For engineers and contributors. User-facing documentation lives at /docs.

Crawl System: Flow, Reuse, and Enterprise

This document describes the shared company crawl pipeline: flow, reuse and freshness, User-Agent and politeness, and an enterprise one-pager.


1. Crawl flow

  1. Discovery — One discovery run per URL yields a list of pages (homepage, pricing, about, etc.) with types and priorities.
  2. Product + UI capture (parallel) — Product extractor and UI capture (screenshots/HTML) run in parallel over the discovered pages.
  3. Single-fetch dual use — HTML from UI capture is reused for the product step where useful (e.g. pricing, metadata).
  4. Pricing pass — If pricing is empty or low-confidence, a dedicated pricing pass runs and merges results.
  5. Competitor enrichment — Optional; runs with configurable tier (minimal / cmo / full) and optional cost cap.
  6. Persist — Result is validated (Zod), then saved to company_crawls with execution_log, expires_at, and pipeline/intern versions.

APIs:

  • SSE (UI): POST /api/roles/crawl — streamed progress, then { crawlId, url }.
  • JSON (programmatic): POST /api/v1/crawl — returns crawlId, pipeline_version, missing_report, cost_summary, qualitySignals.

2. Reuse and freshness

  • Reuse window: A crawl is considered usable (and reused) if it is no older than CRAWL_REUSE_MAX_AGE_DAYS (default 7). Configured in lib/persistence/company-crawls.ts and used by isCrawlUsable(..., { maxAgeDays }).
  • Expiry: New crawls set expires_at = now + CRAWL_EXPIRES_DAYS when saved. Expired rows are not reused.
  • Optional Redis cache: When REDIS_URL is set, discovery and enrichment results can be cached by normalized URL (and enrichment tier). See lib/cache/crawl-cache.ts. Cache TTLs are 1 hour for discovery and enrichment.

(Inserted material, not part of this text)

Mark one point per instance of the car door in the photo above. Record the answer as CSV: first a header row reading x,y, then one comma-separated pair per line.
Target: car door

3. User-Agent and politeness

  • Identifiable agents: Requests use identifiable User-Agent strings (e.g. Mozilla/5.0 (compatible; PMF-Intern/1.0), PMF-Analyzer/1.0) so operators can recognize and allowlist traffic.
  • No aggressive concurrency: Discovery runs once per URL; product and UI run in a single parallel batch with a bounded number of pages (e.g. up to 8 for UI capture). No unbounded parallel requests to the same host.
  • Optional queue: With CRAWL_USE_QUEUE=true, crawls can be enqueued and processed in the background; polling via GET /api/roles/crawl/job?jobId=....

4. Enterprise one-pager

AreaCapability
VerifiabilityZod validation before persist; pipeline and intern versions and full execution_log (extractor, durationMs, fromCache) stored with each crawl.
ScalabilityOptional in-process crawl queue (CRAWL_USE_QUEUE); optional Redis for discovery/enrichment cache; versioned API POST /api/v1/crawl for integration.
Cost controlsTiered enrichment (minimal / cmo / full); optional costCap; cost recorded in execution_log and returned in cost_summary; observability emits cost by service.
Quality and observabilityPer-crawl quality signals (hasPricing, hasTeam, productDetailsConfidence) and missing-data reports; structured JSON log line per crawl (duration by stage, cost, extractor success) for aggregators.

All of the above are implemented in the codebase; see lib/pipeline/run-shared-crawl.ts, lib/persistence/company-crawls.ts, lib/cache/crawl-cache.ts, lib/crawl-queue.ts, lib/observability/crawl-metrics.ts, and app/api/v1/crawl/route.ts.